BEIJING – China has expressed outrage at a proposal by the city of Minamikyushu, Kagoshima Prefecture, to list letters written by World War II suicide pilots on a United Nations register alongside Anne Frank’s diary.
Minamikyushu filed an application last week to include the kamikaze pilots’ farewell letters on a UNESCO world memory list, media including NHK have reported.
The Chiran Peace Museum wants to win registration in 2015, “to forever hand down the letters to generations to come as a treasure of human life,” according to a statement on its website.
Among documents on the UNESCO register is the diary of Anne Frank, written by the Jewish girl who hid from the Nazis in Amsterdam with her family.
“This is an effort to beautify Japan’s history of militaristic aggression, and challenge the victory of the ‘World Anti-Fascist War’ and the postwar international order,” Chinese Foreign Ministry spokeswoman Hua Chunying said Monday when asked about the letters.

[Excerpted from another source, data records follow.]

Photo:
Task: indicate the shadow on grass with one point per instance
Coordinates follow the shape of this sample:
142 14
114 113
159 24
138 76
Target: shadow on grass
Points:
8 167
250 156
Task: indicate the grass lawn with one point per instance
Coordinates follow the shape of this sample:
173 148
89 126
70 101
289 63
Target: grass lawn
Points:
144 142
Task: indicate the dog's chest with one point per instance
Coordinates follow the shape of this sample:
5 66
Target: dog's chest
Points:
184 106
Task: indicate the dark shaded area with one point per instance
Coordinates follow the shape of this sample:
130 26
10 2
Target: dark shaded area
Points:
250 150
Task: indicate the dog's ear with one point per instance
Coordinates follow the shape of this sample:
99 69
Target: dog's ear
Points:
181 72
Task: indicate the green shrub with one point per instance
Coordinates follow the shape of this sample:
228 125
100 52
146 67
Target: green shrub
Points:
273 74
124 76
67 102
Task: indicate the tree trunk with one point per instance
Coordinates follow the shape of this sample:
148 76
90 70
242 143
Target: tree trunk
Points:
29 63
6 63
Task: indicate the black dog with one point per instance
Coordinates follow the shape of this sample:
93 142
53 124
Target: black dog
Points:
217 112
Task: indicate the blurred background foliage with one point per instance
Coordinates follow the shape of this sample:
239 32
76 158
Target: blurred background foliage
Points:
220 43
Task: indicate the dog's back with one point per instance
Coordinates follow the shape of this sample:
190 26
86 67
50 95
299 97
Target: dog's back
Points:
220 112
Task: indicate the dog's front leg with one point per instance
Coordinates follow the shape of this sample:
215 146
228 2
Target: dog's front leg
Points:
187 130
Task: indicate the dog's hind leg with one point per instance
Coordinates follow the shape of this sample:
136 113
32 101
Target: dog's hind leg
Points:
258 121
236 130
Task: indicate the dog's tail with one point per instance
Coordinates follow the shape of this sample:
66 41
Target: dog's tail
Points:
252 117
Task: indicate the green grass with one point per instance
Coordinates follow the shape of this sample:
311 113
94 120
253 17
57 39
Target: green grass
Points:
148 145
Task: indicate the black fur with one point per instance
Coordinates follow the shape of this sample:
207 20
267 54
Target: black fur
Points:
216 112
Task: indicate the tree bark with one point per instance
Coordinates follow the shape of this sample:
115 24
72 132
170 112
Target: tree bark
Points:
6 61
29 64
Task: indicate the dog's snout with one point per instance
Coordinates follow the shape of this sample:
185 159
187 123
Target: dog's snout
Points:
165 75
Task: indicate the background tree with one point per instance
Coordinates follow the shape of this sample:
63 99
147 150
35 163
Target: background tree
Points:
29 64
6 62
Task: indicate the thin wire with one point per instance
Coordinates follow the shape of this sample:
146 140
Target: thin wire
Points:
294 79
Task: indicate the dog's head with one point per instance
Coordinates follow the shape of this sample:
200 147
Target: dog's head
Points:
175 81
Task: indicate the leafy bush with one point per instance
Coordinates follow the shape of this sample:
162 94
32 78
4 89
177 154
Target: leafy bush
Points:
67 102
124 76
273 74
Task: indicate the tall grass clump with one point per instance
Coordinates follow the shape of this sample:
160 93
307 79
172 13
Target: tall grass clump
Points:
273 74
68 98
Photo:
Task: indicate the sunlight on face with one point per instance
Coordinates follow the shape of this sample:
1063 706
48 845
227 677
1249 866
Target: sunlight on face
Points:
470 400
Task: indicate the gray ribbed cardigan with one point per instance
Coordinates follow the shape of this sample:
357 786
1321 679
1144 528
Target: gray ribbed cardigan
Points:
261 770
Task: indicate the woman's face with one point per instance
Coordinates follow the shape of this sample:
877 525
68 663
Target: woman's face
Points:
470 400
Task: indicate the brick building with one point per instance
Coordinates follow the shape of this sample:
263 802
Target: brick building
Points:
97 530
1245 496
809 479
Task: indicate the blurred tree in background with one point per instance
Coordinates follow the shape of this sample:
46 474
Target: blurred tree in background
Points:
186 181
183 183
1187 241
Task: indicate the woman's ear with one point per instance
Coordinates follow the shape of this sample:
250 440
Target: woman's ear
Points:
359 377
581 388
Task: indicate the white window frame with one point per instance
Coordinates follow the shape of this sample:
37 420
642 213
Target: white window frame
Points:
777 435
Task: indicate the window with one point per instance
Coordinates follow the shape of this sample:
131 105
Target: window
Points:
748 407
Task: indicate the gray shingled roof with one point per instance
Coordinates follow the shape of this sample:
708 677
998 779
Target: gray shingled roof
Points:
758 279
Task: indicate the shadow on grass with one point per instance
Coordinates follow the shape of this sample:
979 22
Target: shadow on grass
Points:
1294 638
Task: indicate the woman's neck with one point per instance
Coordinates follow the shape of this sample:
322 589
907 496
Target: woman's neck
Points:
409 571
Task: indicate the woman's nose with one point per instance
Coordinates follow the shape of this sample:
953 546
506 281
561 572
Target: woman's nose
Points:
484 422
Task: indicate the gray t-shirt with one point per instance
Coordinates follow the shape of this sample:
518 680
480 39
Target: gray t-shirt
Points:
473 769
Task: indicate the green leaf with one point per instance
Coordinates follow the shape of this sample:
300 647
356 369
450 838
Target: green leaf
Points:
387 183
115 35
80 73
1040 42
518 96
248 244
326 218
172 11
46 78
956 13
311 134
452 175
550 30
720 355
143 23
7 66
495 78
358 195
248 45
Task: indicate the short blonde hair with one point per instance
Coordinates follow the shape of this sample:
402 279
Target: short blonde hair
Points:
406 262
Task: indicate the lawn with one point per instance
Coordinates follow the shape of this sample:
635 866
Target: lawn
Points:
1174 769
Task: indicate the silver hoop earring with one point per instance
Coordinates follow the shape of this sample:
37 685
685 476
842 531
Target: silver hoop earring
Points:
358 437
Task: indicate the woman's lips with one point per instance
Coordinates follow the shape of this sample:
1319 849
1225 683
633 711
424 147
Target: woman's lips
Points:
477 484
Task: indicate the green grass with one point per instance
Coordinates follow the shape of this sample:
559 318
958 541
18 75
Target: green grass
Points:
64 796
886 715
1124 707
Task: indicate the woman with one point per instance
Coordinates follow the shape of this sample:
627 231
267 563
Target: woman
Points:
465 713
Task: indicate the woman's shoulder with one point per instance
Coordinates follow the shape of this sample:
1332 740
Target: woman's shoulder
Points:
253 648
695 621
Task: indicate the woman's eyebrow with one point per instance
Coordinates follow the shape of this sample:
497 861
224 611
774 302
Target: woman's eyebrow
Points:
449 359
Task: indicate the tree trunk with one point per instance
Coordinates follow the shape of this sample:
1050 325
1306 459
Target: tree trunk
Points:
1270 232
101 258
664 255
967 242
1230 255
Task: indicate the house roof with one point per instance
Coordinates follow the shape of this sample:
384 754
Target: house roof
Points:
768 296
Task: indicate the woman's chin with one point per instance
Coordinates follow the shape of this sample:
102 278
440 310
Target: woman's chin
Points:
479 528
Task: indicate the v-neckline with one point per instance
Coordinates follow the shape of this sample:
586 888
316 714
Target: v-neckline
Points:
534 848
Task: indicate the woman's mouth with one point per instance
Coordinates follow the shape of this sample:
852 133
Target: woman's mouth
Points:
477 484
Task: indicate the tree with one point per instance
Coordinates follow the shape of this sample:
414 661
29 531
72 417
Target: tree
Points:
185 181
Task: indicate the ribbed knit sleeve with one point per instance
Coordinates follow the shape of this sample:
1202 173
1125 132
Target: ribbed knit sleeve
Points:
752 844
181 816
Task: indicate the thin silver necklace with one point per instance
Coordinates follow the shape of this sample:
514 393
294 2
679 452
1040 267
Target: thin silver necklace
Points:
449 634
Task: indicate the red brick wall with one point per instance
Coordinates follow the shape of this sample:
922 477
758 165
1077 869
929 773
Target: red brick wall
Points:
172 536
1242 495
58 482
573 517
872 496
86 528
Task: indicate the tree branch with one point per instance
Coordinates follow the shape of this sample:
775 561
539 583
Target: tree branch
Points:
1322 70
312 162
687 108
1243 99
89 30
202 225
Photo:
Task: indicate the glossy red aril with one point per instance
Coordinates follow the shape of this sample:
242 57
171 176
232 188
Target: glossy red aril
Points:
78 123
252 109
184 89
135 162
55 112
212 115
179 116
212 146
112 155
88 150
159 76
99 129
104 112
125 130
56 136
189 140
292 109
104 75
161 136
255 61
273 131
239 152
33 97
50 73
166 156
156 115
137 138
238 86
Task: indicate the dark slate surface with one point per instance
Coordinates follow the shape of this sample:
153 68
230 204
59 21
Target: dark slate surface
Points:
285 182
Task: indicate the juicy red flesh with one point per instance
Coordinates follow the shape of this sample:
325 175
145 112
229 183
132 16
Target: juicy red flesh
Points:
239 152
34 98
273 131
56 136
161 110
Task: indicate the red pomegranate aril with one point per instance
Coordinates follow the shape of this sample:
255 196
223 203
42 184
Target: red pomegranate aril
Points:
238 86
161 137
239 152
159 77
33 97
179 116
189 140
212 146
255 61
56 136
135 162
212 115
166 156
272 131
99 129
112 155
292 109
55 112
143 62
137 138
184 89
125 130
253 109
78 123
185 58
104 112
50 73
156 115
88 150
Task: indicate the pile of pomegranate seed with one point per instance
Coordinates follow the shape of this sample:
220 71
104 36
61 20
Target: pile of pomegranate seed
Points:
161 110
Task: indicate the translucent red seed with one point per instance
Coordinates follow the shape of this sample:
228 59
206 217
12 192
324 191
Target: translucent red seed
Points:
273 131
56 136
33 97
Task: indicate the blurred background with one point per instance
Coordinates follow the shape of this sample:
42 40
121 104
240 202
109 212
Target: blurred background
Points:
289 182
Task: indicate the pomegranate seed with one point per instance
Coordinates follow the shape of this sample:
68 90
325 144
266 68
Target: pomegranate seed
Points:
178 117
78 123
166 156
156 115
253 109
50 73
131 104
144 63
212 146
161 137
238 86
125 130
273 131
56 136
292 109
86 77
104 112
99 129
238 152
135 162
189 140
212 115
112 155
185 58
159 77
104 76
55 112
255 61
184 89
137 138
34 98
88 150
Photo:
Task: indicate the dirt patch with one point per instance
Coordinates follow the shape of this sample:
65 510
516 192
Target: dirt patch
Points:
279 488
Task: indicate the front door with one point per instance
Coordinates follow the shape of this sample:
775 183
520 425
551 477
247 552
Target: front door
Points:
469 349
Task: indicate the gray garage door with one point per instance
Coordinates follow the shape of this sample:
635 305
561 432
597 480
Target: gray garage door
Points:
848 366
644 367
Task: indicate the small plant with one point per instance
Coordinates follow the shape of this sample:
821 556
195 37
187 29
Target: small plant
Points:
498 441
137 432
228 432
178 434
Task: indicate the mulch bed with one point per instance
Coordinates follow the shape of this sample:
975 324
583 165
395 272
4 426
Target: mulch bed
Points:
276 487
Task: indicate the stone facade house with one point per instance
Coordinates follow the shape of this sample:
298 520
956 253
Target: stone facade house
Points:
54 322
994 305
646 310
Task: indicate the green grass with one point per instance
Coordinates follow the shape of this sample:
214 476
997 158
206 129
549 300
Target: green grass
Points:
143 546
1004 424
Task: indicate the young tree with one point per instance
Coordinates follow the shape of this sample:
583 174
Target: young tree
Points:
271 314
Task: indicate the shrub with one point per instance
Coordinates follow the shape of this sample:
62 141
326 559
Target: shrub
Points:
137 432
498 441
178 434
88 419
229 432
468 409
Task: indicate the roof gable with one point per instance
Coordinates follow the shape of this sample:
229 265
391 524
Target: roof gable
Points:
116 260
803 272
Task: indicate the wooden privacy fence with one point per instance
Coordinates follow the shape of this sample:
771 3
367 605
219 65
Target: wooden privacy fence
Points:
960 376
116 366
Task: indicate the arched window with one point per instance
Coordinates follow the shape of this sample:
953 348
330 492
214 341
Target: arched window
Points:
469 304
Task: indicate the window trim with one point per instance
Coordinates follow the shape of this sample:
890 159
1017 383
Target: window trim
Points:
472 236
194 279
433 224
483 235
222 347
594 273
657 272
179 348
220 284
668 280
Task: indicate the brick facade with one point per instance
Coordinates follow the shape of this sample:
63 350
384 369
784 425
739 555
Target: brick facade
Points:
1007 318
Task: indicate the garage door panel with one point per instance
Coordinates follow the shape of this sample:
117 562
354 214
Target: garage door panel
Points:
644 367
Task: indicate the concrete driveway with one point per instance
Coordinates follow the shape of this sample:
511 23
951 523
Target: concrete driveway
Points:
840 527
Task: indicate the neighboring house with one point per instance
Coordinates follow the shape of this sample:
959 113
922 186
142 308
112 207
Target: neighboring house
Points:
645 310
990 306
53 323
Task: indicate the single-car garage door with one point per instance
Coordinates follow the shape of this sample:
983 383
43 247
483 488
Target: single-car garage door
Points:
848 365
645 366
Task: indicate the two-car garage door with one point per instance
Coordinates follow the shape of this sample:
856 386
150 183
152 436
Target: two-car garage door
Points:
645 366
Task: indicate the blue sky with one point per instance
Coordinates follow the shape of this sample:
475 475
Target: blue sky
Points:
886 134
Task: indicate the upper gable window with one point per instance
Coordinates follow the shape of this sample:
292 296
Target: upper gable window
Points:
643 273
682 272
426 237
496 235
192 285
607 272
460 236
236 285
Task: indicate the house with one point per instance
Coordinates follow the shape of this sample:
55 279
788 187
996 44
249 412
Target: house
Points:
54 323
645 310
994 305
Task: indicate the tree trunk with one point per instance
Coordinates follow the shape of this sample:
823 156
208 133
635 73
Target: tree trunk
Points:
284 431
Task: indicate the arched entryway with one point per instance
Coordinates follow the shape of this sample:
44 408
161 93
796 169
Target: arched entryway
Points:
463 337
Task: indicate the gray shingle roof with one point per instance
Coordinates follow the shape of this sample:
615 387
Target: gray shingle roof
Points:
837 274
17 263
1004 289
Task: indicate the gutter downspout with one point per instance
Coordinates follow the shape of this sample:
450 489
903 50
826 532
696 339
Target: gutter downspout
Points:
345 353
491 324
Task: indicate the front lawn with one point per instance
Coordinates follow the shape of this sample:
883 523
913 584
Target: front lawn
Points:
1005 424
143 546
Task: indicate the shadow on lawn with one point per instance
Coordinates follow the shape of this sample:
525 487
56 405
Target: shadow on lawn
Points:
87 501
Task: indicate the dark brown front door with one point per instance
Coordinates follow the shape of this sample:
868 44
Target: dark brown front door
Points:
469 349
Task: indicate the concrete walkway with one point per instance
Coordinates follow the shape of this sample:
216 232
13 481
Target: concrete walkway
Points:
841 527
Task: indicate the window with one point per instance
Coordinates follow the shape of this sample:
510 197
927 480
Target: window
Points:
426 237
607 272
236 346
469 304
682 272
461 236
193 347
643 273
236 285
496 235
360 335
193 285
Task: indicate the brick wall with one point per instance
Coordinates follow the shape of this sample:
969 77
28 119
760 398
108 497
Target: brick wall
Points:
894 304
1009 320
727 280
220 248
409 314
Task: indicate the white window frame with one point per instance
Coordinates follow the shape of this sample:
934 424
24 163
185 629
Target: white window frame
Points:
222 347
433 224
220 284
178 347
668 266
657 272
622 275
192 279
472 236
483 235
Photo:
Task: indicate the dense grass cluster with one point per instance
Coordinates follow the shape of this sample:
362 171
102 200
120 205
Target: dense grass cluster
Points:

“This effort runs completely counter to UNESCO’s objective of upholding world peace, and will inevitably meet strong condemnation and resolute opposition from the international community,” she said.
Relations between Beijing and Tokyo are heavily colored by history, particularly the rampage across China by the Imperial Japanese forces in the 1930s and 1940s, when Chinese government researchers say 20.6 million people were killed.
The kamikaze letters are included in thousands of items kept at the museum in Minamikyushu, left behind by 1,036 pilots.
The small town of Chiran is known as the place from which kamikaze planes departed on their flight of no return.
UNESCO’s Memory of the World Programme was established in 1992 to preserve global documentary heritage.